On Jul 11, 2008, at 2:36 PM, Bill Bumgarner wrote:
If you have specific enhancement requests, please file a bug via http://bugreporter.apple.com . If your request is "make MVC and KVO play nicely with threads", you will need to provide details on exactly what you mean -- exactly how that is to be achieved.

I've got a bug filed along these lines: rdar://5953181 (mistakenly filed under OS X Server :/). The main times I've come across this problem is when I want to show the progress of a background operation by binding some property to a progress indicator. Thus, instead of doing this:

self.progress = newProgress;

I resort to setting "progress" on the main thread using performSelectonOnMainThread: + no wait, similar to Clark's suggestion. I figure not waiting allows the background thread to continue to maintain decent concurrency. [1]

I'm not sure of the best way to make threads + Cocoa bindings play nice. My current thinking is to have AppKit bounce all KVO notifications over to the main thread. It could use NSThread's isMainThread to conditionally bounce the notification to the main thread. It could even coalesce notifications, as Ben suggested.

Another possibility is to have have another @property option which forces that property to only be updated on the main thread. Or maybe just have the willChange/didChange happen on the main thread.

Or finally, maybe NSController should take care of bouncing model KVO notifications to the main thread.

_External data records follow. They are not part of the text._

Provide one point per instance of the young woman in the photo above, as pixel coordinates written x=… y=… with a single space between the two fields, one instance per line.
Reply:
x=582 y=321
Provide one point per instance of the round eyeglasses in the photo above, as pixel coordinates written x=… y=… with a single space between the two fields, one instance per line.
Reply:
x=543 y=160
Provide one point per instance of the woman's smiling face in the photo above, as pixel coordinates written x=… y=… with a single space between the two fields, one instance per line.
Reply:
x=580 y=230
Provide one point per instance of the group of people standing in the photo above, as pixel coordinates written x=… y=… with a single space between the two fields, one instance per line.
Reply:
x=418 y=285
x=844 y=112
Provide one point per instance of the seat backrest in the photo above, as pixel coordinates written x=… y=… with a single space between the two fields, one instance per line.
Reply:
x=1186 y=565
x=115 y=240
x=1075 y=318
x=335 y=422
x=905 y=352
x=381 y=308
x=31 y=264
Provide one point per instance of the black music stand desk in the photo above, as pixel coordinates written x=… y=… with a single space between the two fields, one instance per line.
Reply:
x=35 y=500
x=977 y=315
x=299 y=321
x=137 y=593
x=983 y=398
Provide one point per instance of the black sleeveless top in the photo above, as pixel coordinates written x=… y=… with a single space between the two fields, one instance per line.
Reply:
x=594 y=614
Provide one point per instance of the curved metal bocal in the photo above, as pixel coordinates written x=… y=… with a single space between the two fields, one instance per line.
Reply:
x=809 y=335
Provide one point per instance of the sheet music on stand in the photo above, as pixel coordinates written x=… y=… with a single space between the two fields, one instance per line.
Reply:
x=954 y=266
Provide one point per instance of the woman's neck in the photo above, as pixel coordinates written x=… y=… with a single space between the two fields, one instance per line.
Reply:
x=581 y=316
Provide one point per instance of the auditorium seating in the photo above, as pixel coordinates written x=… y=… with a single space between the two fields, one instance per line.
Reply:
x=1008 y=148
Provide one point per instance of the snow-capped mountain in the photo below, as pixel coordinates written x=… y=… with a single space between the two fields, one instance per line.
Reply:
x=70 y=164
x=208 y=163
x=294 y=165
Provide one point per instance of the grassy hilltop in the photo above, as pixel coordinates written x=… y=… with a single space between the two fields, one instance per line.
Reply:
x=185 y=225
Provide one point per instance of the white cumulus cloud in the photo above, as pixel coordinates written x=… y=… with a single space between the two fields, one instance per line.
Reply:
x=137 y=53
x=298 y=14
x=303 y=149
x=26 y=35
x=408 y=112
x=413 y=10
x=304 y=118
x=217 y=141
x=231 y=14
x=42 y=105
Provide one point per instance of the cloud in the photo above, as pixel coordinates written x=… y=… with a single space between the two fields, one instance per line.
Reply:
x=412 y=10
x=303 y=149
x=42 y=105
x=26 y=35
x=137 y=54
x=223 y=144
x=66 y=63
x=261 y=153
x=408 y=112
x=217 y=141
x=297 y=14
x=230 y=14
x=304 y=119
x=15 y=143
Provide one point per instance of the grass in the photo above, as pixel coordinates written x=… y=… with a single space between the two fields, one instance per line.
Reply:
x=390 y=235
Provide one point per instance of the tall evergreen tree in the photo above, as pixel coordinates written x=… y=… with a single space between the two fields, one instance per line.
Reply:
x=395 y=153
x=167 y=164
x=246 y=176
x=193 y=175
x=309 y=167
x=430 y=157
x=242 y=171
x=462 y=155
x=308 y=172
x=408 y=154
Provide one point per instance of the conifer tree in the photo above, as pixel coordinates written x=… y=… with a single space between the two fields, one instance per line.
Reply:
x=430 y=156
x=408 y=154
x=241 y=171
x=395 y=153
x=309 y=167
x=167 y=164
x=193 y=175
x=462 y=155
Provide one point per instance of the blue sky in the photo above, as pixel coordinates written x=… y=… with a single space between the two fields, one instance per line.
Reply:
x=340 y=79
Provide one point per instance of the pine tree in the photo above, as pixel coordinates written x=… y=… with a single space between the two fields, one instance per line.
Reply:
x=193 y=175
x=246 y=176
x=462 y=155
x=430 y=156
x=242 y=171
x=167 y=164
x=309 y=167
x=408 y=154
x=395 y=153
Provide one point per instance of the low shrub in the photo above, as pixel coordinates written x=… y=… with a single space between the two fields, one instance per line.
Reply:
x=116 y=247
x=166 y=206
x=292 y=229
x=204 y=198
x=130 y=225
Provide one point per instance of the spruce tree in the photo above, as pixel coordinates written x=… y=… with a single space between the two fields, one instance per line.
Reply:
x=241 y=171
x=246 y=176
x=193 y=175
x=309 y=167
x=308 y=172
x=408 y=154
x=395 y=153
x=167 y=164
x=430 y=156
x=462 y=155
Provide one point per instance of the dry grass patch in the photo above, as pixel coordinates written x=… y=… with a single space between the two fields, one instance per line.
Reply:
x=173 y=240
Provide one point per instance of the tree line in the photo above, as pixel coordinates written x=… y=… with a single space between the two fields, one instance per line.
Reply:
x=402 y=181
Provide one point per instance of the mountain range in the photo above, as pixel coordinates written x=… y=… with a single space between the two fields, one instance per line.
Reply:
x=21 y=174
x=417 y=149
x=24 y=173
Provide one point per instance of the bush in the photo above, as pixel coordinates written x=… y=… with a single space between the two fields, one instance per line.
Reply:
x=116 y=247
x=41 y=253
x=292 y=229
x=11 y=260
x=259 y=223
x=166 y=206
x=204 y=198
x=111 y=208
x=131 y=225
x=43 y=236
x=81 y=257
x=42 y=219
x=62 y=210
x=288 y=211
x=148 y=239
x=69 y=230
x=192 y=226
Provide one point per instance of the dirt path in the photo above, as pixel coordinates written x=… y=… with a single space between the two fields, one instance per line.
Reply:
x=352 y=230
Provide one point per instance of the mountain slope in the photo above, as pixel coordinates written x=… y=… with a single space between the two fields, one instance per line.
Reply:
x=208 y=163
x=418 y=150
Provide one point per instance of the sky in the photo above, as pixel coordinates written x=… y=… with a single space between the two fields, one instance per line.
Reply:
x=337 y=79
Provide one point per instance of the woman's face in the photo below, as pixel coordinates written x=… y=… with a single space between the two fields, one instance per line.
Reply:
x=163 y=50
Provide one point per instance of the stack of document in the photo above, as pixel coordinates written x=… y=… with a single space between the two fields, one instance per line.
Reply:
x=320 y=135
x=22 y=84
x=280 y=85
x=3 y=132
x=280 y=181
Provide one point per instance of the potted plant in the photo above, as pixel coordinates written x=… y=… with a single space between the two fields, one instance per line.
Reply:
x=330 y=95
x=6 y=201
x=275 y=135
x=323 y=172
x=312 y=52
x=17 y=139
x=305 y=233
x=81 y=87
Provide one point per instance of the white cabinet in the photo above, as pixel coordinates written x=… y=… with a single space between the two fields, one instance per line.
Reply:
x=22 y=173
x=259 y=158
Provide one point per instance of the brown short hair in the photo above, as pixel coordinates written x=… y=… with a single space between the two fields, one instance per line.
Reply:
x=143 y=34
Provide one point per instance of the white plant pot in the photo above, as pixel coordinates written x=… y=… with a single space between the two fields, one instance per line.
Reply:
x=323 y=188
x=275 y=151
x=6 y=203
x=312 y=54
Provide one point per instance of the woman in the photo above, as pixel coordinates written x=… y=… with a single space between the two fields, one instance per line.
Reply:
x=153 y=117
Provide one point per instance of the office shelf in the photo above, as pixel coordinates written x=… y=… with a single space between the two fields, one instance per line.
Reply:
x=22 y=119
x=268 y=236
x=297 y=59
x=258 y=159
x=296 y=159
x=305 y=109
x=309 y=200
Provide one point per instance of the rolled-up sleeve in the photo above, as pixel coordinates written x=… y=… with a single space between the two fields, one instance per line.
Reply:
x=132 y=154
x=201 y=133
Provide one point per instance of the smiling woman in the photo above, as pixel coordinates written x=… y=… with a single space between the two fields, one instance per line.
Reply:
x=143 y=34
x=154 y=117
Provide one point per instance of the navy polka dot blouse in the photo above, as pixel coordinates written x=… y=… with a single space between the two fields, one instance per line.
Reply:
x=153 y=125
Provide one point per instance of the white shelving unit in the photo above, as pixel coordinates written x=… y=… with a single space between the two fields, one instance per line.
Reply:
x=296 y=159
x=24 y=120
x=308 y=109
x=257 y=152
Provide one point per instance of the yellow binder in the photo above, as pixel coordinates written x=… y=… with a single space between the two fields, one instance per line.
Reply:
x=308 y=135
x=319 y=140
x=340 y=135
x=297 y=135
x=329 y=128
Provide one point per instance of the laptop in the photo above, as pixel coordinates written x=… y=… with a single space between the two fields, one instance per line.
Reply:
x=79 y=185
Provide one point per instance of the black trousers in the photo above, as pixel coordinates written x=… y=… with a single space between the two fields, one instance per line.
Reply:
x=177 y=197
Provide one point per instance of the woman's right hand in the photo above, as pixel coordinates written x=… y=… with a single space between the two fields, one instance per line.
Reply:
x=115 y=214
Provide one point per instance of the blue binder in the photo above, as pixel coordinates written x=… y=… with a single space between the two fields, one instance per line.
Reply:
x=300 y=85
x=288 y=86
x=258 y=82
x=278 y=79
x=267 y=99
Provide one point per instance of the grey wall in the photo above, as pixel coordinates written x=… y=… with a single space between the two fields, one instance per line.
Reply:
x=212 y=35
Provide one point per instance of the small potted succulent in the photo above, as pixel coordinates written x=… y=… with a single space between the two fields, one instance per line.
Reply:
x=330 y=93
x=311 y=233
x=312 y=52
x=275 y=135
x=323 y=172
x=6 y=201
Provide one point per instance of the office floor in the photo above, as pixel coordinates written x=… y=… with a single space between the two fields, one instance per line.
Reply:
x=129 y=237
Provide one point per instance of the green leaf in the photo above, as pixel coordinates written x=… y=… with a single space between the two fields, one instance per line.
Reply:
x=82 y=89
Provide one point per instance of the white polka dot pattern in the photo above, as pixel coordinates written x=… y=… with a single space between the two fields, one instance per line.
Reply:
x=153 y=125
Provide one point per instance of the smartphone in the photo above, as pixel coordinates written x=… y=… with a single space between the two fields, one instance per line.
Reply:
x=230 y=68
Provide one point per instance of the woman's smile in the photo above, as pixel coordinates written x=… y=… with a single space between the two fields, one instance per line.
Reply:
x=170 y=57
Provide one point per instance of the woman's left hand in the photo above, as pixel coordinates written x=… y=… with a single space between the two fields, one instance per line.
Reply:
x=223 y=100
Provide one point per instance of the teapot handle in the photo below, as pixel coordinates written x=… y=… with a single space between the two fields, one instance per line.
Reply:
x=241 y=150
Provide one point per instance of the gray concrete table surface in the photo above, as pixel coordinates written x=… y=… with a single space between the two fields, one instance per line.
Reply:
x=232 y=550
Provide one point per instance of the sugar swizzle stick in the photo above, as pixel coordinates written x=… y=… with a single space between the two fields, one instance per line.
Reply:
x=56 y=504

My gut tells me this should be done in AppKit. The model and the view should be completely isolated from each other. Forcing the model to so stuff on the main thread because the view (i.e AppKit) is not thread safe seems like breach of MVC. If AppKit is not thread safe, then AppKit should be responsible for not crashing in the face of threads. Making AppKit thread is not at all the right solution, but bouncing KVO notifications seems to be a decent one. While it may be a performance bottleneck, it's certainly better than nondeterministic crashing, which is what we get with the current behavior. I can always Shark it to improve performance, which I'd rather do than hunt down some non-100%-reproducible crasher.

-Dave

[1]: I've written a little helper to make performing on the main thread a little easier, especially when dealing with primitive types:

<http://www.dribin.org/dave/blog/archives/2008/05/22/invoke_on_main_thread/ >

Thus, you can write:

[[self dd_invokeOnMainThread] setProgress:newProgress];

without having to box up newProgress as an NSNumber. It's done for you by forwardInvocation:.